我想与 Python 解决方案共享这个特殊的 Apache Spark,因为它的文档非常糟糕。
I wanted to calculate the average value of K/V pairs (stored in a Pairwise RDD), by KEY. Here is what the sample data looks like:
我想通过 KEY 计算 K/V 对的平均值(存储在 Pairwise RDD 中)。示例数据如下所示:
>>> rdd1.take(10) # Show a small sample.
[(u'2013-10-09', 7.60117302052786),
(u'2013-10-10', 9.322709163346612),
(u'2013-10-10', 28.264462809917358),
(u'2013-10-07', 9.664429530201343),
(u'2013-10-07', 12.461538461538463),
(u'2013-10-09', 20.76923076923077),
(u'2013-10-08', 11.842105263157894),
(u'2013-10-13', 32.32514177693762),
(u'2013-10-13', 26.249999999999996),
(u'2013-10-13', 10.693069306930692)]
Now the following code sequence is a less than optimalway to do it, but it does work. It is what I was doing before I figured out a better solution. It's not terrible but -- as you'll see in the answer section -- there is a more concise, efficient way.

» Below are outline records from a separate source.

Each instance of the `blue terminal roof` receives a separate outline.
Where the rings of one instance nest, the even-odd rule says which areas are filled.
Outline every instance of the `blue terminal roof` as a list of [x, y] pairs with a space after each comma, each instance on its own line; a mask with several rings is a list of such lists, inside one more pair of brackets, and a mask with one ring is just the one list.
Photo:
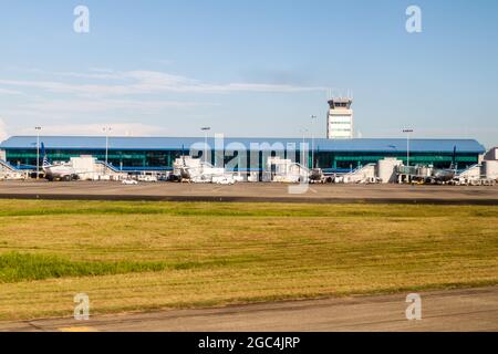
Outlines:
[[[100, 136], [41, 136], [46, 149], [82, 149], [102, 150], [105, 148], [105, 137]], [[280, 146], [299, 144], [302, 138], [225, 138], [225, 147], [237, 149], [242, 144], [250, 149], [251, 144], [268, 145], [261, 150], [279, 150]], [[311, 139], [307, 138], [311, 147]], [[231, 143], [238, 143], [229, 146]], [[280, 143], [280, 144], [279, 144]], [[194, 144], [204, 144], [204, 137], [110, 137], [111, 150], [186, 150]], [[208, 144], [215, 146], [214, 138], [208, 138]], [[199, 148], [199, 145], [196, 148]], [[369, 152], [393, 153], [406, 152], [404, 138], [361, 138], [361, 139], [314, 139], [314, 147], [320, 152]], [[37, 146], [37, 136], [13, 136], [0, 144], [1, 149], [29, 149]], [[453, 153], [456, 146], [457, 153], [484, 154], [485, 147], [475, 139], [411, 139], [409, 150], [413, 153]], [[240, 147], [239, 147], [240, 148]]]

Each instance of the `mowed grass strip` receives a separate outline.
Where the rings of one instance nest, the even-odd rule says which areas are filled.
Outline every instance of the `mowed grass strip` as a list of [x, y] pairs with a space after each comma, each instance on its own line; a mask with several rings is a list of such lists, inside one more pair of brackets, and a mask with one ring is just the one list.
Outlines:
[[0, 319], [497, 284], [497, 211], [0, 200]]

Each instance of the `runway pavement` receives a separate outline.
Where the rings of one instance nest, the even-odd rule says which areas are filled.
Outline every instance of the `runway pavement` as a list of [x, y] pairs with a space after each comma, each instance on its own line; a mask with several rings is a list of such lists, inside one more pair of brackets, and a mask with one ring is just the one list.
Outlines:
[[408, 321], [405, 294], [289, 301], [222, 309], [0, 322], [0, 331], [498, 331], [498, 287], [421, 293], [422, 320]]
[[2, 181], [0, 198], [498, 205], [498, 186], [310, 185], [303, 194], [291, 194], [289, 187], [283, 184], [144, 183], [125, 186], [91, 181]]

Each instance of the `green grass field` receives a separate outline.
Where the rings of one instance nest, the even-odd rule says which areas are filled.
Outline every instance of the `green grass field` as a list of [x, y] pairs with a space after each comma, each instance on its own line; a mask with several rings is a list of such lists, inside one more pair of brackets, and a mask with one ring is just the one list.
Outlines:
[[0, 200], [0, 319], [498, 283], [498, 207]]

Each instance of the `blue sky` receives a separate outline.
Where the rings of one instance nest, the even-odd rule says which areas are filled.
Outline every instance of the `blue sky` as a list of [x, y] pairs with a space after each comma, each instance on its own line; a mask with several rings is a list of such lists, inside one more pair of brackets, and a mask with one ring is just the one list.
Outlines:
[[363, 137], [498, 145], [497, 19], [494, 0], [0, 0], [0, 135], [291, 137], [317, 115], [324, 136], [330, 87]]

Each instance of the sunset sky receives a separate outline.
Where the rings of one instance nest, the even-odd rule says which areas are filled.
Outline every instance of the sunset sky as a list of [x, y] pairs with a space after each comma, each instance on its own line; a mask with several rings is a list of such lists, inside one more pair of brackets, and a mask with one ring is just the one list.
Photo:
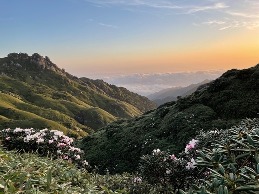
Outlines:
[[258, 0], [1, 0], [0, 8], [0, 57], [37, 52], [79, 77], [259, 63]]

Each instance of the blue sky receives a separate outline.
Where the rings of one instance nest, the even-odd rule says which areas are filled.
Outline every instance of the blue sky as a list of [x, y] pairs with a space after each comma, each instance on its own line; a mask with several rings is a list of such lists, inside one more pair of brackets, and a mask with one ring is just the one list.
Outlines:
[[257, 0], [1, 0], [0, 8], [0, 57], [37, 52], [78, 77], [259, 63]]

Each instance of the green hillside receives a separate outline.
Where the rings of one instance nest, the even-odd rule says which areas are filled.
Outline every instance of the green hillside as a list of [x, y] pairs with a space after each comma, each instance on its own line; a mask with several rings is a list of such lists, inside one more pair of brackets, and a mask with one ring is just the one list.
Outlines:
[[203, 85], [205, 87], [206, 84], [211, 81], [212, 80], [205, 79], [201, 82], [192, 84], [186, 87], [180, 86], [164, 89], [154, 94], [149, 95], [147, 97], [152, 100], [158, 106], [160, 106], [167, 102], [176, 101], [177, 100], [177, 97], [178, 96], [181, 96], [183, 97], [190, 94], [194, 92], [199, 86]]
[[[14, 53], [0, 58], [0, 129], [47, 127], [83, 136], [156, 108], [147, 98], [112, 86], [131, 100], [114, 98], [113, 90], [106, 93], [88, 79], [80, 79], [38, 53]], [[143, 106], [139, 108], [139, 104]]]
[[259, 64], [228, 71], [176, 102], [120, 120], [79, 141], [88, 162], [103, 173], [134, 172], [142, 155], [159, 148], [177, 155], [201, 129], [227, 129], [258, 117]]

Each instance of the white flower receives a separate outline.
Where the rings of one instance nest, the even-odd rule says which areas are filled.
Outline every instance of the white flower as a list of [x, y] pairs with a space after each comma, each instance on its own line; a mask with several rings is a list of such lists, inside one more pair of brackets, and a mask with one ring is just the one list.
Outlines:
[[40, 143], [42, 143], [44, 141], [44, 139], [43, 138], [39, 138], [37, 141], [36, 141], [36, 142], [38, 143], [38, 144], [40, 144]]
[[88, 162], [86, 161], [86, 160], [84, 160], [83, 163], [83, 166], [88, 166]]
[[76, 159], [80, 159], [80, 155], [74, 155], [74, 156], [76, 157]]
[[153, 153], [153, 155], [154, 155], [155, 153], [158, 154], [159, 152], [160, 152], [160, 150], [159, 150], [158, 148], [157, 150], [154, 150], [153, 151], [153, 152], [154, 153]]
[[194, 139], [193, 139], [191, 141], [190, 141], [190, 142], [189, 142], [189, 144], [191, 144], [195, 146], [196, 144], [196, 142], [197, 140], [195, 140]]
[[195, 161], [194, 161], [194, 159], [193, 158], [192, 158], [191, 159], [190, 162], [187, 162], [187, 165], [185, 166], [188, 170], [190, 170], [190, 168], [195, 168], [196, 166], [194, 166], [195, 165]]

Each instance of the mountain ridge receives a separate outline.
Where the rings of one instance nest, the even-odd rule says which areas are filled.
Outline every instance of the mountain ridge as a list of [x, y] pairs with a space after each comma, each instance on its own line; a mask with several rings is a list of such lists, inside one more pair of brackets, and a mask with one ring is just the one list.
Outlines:
[[[13, 53], [0, 58], [0, 128], [57, 127], [65, 134], [83, 136], [118, 119], [130, 118], [156, 107], [141, 97], [138, 100], [147, 105], [141, 112], [38, 53], [29, 56]], [[136, 94], [131, 96], [128, 92], [133, 104], [139, 103], [134, 102]]]
[[200, 130], [228, 129], [246, 117], [258, 117], [259, 89], [259, 64], [232, 69], [177, 101], [99, 129], [77, 146], [100, 173], [134, 172], [140, 157], [155, 149], [178, 156]]

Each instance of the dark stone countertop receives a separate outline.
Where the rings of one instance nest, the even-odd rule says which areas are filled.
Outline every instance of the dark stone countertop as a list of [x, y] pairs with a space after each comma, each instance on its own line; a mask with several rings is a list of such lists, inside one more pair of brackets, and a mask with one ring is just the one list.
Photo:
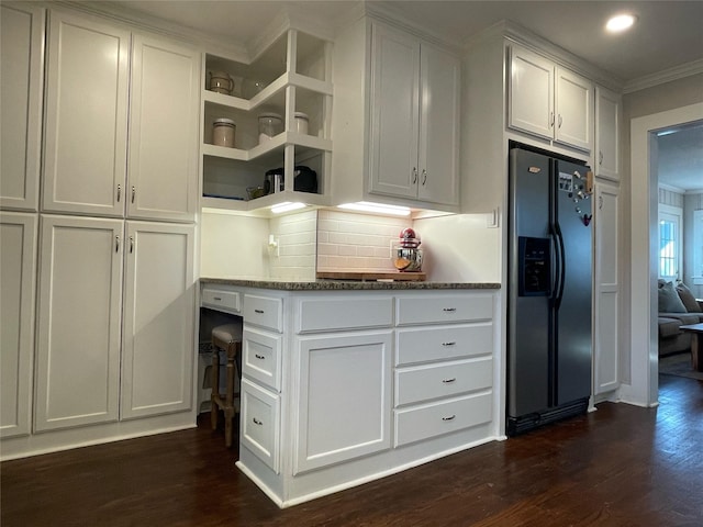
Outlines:
[[219, 283], [241, 288], [275, 289], [279, 291], [413, 291], [500, 289], [496, 282], [427, 282], [427, 281], [353, 281], [353, 280], [242, 280], [230, 278], [200, 278], [201, 283]]

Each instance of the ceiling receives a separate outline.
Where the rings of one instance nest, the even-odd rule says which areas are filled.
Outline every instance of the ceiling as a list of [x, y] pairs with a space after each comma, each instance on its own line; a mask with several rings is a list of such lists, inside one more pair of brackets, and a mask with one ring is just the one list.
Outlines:
[[[170, 23], [207, 32], [211, 37], [247, 46], [281, 12], [309, 16], [311, 21], [336, 27], [345, 13], [358, 8], [356, 0], [126, 0], [87, 2], [113, 5], [138, 15], [156, 16]], [[703, 60], [703, 1], [444, 1], [369, 0], [372, 7], [456, 44], [481, 30], [510, 20], [607, 71], [625, 86], [661, 71]], [[617, 12], [637, 15], [636, 25], [624, 34], [606, 34], [606, 19]], [[333, 30], [334, 31], [334, 30]], [[660, 159], [676, 164], [671, 173], [692, 175], [703, 188], [703, 128], [662, 137]], [[674, 145], [677, 137], [687, 145]], [[679, 183], [679, 184], [677, 184]]]

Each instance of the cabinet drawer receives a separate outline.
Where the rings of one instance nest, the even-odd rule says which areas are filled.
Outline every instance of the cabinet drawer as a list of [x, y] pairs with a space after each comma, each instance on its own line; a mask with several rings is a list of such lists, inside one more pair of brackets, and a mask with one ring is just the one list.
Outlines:
[[395, 446], [489, 423], [492, 399], [491, 392], [478, 393], [408, 410], [395, 410]]
[[491, 358], [405, 368], [395, 372], [395, 406], [455, 396], [492, 384]]
[[398, 299], [399, 326], [490, 321], [493, 295], [412, 295]]
[[283, 336], [245, 327], [242, 338], [242, 374], [280, 392]]
[[389, 327], [393, 299], [304, 299], [299, 304], [298, 333]]
[[397, 333], [395, 366], [492, 352], [491, 323], [406, 328]]
[[200, 303], [203, 307], [238, 314], [242, 310], [242, 295], [238, 291], [205, 285], [202, 288]]
[[245, 294], [244, 322], [281, 333], [283, 330], [283, 299]]
[[274, 472], [279, 473], [280, 397], [242, 380], [239, 440]]

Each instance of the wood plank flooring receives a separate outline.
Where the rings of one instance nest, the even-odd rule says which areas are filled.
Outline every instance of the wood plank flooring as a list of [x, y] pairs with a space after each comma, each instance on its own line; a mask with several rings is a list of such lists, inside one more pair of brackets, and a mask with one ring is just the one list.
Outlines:
[[[278, 509], [207, 426], [7, 461], [2, 527], [703, 525], [703, 382]], [[207, 424], [205, 424], [207, 425]]]

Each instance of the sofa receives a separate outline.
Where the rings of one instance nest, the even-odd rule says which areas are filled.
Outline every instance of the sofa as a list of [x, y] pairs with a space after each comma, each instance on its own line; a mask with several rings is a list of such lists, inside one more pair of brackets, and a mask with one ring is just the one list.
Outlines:
[[659, 280], [659, 356], [690, 351], [691, 334], [680, 327], [699, 323], [703, 323], [703, 301], [681, 281]]

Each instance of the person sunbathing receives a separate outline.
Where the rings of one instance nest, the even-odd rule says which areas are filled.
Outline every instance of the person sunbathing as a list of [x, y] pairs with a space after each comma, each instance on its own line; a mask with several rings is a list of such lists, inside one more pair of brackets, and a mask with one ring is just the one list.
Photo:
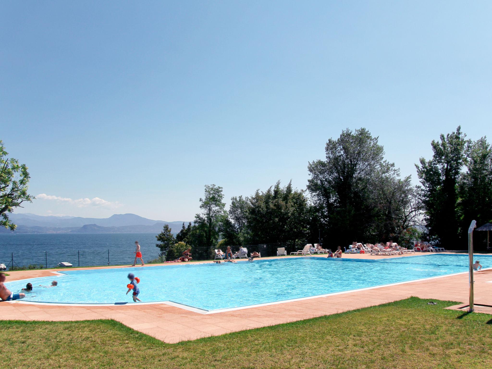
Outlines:
[[326, 250], [323, 247], [322, 247], [321, 245], [320, 245], [319, 244], [318, 244], [317, 245], [318, 246], [316, 246], [316, 249], [318, 251], [323, 251], [323, 252], [328, 251], [328, 250]]

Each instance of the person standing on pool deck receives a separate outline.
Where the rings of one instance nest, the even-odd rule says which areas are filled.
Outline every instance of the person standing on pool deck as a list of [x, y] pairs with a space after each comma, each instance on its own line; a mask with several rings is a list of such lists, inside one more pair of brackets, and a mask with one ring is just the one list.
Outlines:
[[475, 263], [473, 264], [473, 270], [478, 272], [482, 269], [482, 266], [480, 265], [480, 260], [475, 260]]
[[135, 242], [135, 260], [133, 261], [133, 265], [131, 266], [134, 267], [137, 263], [137, 259], [140, 259], [142, 261], [142, 266], [144, 266], [145, 263], [144, 262], [143, 258], [142, 257], [142, 252], [140, 252], [140, 245], [138, 244], [138, 241]]
[[137, 285], [137, 281], [135, 279], [135, 275], [133, 273], [130, 273], [128, 275], [128, 279], [130, 280], [129, 284], [132, 285], [133, 288], [128, 288], [128, 291], [126, 291], [126, 294], [128, 295], [128, 293], [133, 290], [133, 293], [132, 297], [133, 298], [133, 302], [136, 303], [137, 300], [141, 302], [142, 300], [138, 298], [138, 294], [140, 293], [140, 289]]
[[6, 276], [5, 273], [0, 273], [0, 301], [12, 301], [14, 300], [19, 300], [26, 297], [25, 293], [12, 293], [10, 292], [3, 282], [6, 279]]

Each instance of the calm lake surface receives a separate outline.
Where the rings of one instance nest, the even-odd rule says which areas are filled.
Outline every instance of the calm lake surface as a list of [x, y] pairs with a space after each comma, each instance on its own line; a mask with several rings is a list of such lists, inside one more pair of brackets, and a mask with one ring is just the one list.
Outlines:
[[[62, 261], [73, 266], [133, 264], [138, 241], [144, 261], [157, 257], [154, 233], [73, 233], [0, 234], [0, 263], [42, 264], [54, 267]], [[80, 260], [80, 262], [79, 262]], [[80, 263], [80, 264], [79, 264]], [[10, 267], [9, 267], [10, 269]]]

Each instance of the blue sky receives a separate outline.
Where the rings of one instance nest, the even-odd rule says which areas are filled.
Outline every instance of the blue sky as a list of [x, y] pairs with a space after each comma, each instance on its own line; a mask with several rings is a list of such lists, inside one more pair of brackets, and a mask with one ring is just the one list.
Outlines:
[[205, 184], [305, 188], [347, 127], [416, 184], [491, 135], [492, 3], [429, 3], [2, 2], [0, 139], [48, 195], [19, 212], [191, 220]]

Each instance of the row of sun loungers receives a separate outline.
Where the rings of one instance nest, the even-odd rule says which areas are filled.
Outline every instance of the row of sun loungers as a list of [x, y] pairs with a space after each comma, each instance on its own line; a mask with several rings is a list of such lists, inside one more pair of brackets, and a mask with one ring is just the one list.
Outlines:
[[[225, 254], [223, 253], [220, 253], [220, 252], [219, 252], [218, 249], [215, 249], [215, 258], [214, 260], [216, 260], [218, 259], [221, 260], [222, 259], [225, 257]], [[260, 255], [258, 256], [258, 257], [261, 257], [261, 253], [258, 252], [258, 253]], [[278, 253], [277, 253], [277, 256], [278, 256]], [[248, 257], [249, 257], [247, 256], [247, 249], [246, 248], [246, 247], [240, 247], [239, 248], [239, 251], [238, 251], [236, 253], [232, 254], [233, 259], [236, 259], [236, 258], [247, 259]]]
[[[374, 246], [372, 248], [371, 248], [369, 246], [366, 246], [362, 244], [357, 244], [357, 247], [353, 247], [352, 245], [350, 245], [348, 247], [345, 248], [345, 253], [359, 253], [361, 251], [364, 251], [364, 253], [367, 254], [370, 254], [370, 255], [402, 255], [404, 253], [410, 254], [412, 252], [415, 253], [416, 251], [424, 252], [425, 251], [428, 251], [430, 252], [437, 252], [439, 251], [445, 251], [443, 247], [438, 247], [436, 246], [431, 246], [428, 243], [424, 243], [424, 244], [426, 245], [427, 248], [424, 248], [423, 247], [421, 247], [419, 246], [414, 247], [413, 248], [404, 248], [403, 247], [399, 247], [397, 250], [393, 250], [389, 248], [385, 248], [384, 246], [381, 245], [378, 245], [377, 246]], [[396, 244], [393, 244], [393, 246], [395, 247], [397, 247]], [[319, 244], [315, 244], [314, 246], [311, 244], [308, 244], [306, 245], [304, 247], [302, 250], [298, 250], [297, 251], [294, 251], [290, 253], [291, 255], [313, 255], [314, 254], [327, 254], [328, 253], [328, 250], [325, 250], [324, 249], [321, 249], [319, 247]], [[223, 254], [219, 253], [218, 250], [216, 249], [215, 250], [215, 260], [222, 259], [224, 258], [225, 255]], [[243, 258], [247, 258], [247, 249], [246, 247], [241, 247], [239, 249], [239, 251], [234, 254], [232, 256], [233, 259], [236, 259], [238, 258], [239, 259]], [[285, 250], [285, 247], [279, 247], [277, 248], [277, 256], [287, 256], [287, 251]], [[261, 257], [261, 253], [259, 257]]]

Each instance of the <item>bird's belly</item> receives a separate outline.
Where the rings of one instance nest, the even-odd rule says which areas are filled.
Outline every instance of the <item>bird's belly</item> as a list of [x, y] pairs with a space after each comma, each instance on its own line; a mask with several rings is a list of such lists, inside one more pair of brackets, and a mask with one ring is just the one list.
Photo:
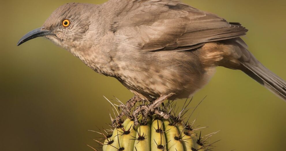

现在,以下代码序列不是最佳方法,但确实有效。这是我在想出更好的解决方案之前所做的。这并不可怕,但是 - 正如您将在答案部分看到的那样 - 有一种更简洁、更有效的方法。
>>> import operator
>>> countsByKey = sc.broadcast(rdd1.countByKey()) # SAMPLE OUTPUT of countsByKey.value: {u'2013-09-09': 215, u'2013-09-08': 69, ... snip ...}
>>> rdd1 = rdd1.reduceByKey(operator.add) # Calculate the numerators (i.e. the SUMs).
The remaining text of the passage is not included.